Neural networks have become a prominent approach to solve inverse problems in recent years. While a plethora of such methods was developed to solve inverse problems empirically, we are still lacking clear theoretical guarantees for these methods.

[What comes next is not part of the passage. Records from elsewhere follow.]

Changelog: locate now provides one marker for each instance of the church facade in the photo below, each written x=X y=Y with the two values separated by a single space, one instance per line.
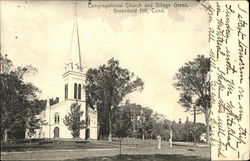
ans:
x=74 y=92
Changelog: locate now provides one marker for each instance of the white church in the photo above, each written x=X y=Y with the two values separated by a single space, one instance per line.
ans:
x=74 y=91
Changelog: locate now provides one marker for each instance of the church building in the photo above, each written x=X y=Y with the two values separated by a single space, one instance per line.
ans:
x=74 y=91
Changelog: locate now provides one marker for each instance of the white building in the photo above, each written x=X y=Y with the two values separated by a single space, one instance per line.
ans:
x=74 y=91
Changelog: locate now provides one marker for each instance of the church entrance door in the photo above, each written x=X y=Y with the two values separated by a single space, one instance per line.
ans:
x=56 y=132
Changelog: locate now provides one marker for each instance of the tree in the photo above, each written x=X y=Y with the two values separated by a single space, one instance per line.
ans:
x=192 y=80
x=73 y=120
x=18 y=99
x=107 y=86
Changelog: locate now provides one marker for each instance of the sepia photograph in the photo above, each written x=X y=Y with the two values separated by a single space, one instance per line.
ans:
x=99 y=80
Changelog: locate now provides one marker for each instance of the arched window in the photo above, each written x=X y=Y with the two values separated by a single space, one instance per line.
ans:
x=79 y=91
x=57 y=118
x=75 y=91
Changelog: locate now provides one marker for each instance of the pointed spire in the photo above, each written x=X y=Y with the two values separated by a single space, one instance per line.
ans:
x=75 y=62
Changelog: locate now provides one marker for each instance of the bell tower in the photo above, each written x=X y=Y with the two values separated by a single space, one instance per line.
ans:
x=74 y=76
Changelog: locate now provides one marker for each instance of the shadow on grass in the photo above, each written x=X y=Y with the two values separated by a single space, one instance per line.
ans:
x=154 y=157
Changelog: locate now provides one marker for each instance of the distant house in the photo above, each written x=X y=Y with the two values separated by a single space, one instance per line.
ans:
x=74 y=91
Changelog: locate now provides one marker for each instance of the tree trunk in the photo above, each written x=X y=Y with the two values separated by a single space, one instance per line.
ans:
x=6 y=135
x=110 y=126
x=195 y=125
x=207 y=123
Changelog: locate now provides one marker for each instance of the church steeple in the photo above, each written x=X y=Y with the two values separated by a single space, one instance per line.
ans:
x=75 y=59
x=74 y=76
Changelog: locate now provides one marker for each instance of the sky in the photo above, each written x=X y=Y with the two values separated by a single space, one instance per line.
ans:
x=152 y=45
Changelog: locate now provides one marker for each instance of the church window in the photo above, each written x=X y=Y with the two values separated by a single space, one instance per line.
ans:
x=66 y=91
x=79 y=91
x=57 y=118
x=75 y=91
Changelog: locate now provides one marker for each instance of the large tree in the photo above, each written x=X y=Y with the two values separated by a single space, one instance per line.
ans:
x=18 y=99
x=106 y=87
x=73 y=120
x=192 y=80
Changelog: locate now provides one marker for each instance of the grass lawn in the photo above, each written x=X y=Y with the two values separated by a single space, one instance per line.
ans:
x=103 y=151
x=154 y=157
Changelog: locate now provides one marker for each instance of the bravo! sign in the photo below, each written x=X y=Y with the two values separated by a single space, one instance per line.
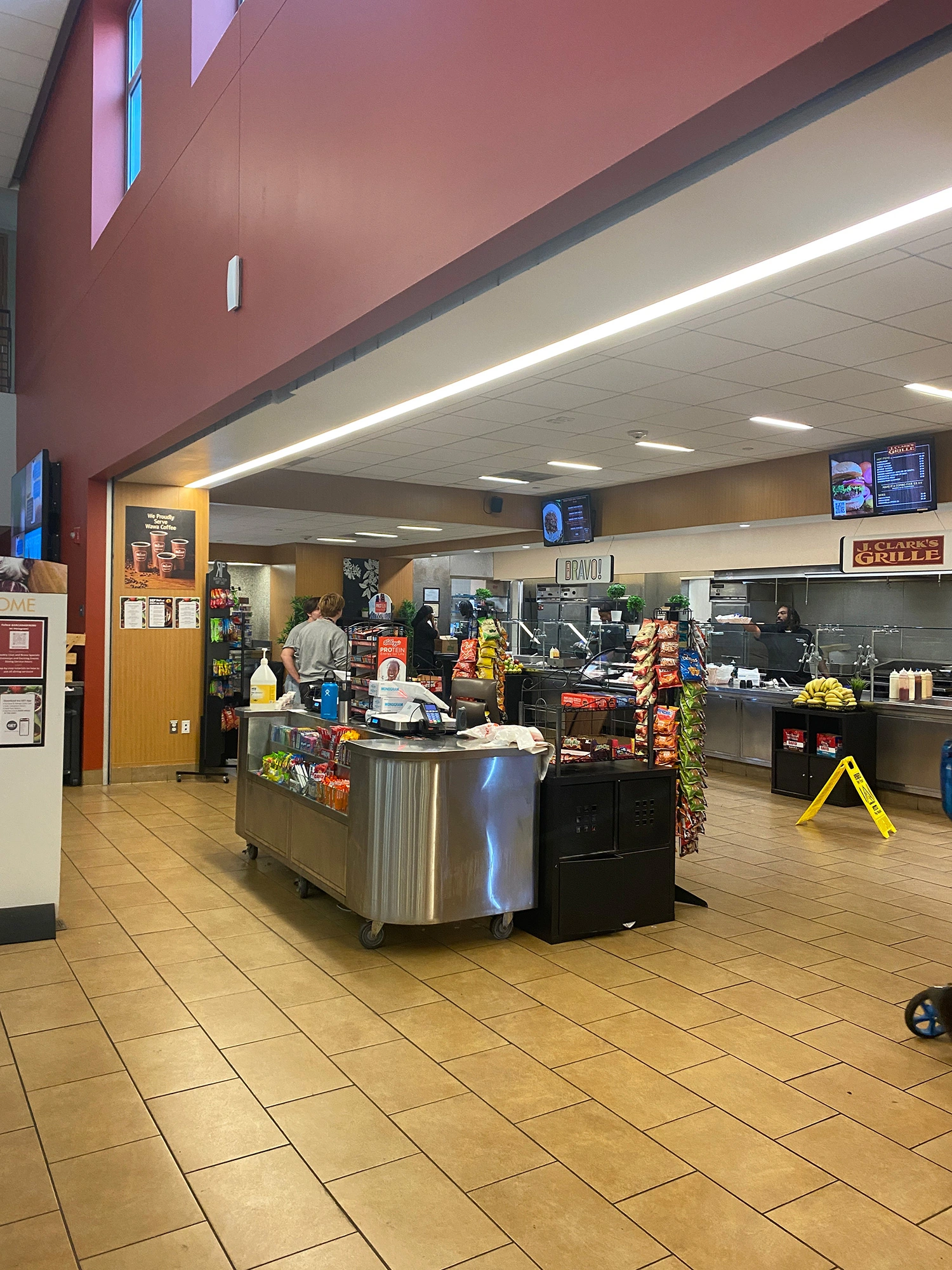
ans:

On the other hand, many works proved convergence to optimal solutions of neural networks in a more general setting using overparametrization as a way to control the Neural Tangent Kernel. In this work we investigate how to bridge these two worlds and we provide deterministic convergence and recovery guarantees for the class of unsupervised feedforward multilayer neural networks trained to solve inverse problems. We also derive overparametrization bounds under which a two-layers Deep Inverse Prior network with smooth activation function will benefit from our guarantees.

翻译：近年来，神经网络已成为求解逆问题的主流方法之一。尽管大量此类方法通过经验手段解决了逆问题，但目前仍缺乏清晰的理论保证。另一方面，许多研究通过过参数化来控制神经正切核，在更广泛的框架下证明了神经网络收敛至最优解。本文旨在探索如何弥合这两个领域，并为求解逆问题的无监督前馈多层神经网络提供确定性的收敛性与恢复保证。此外，我们推导出在何种过参数化边界条件下，采用光滑激活函数的两层深度逆先验网络能够受益于这些保证。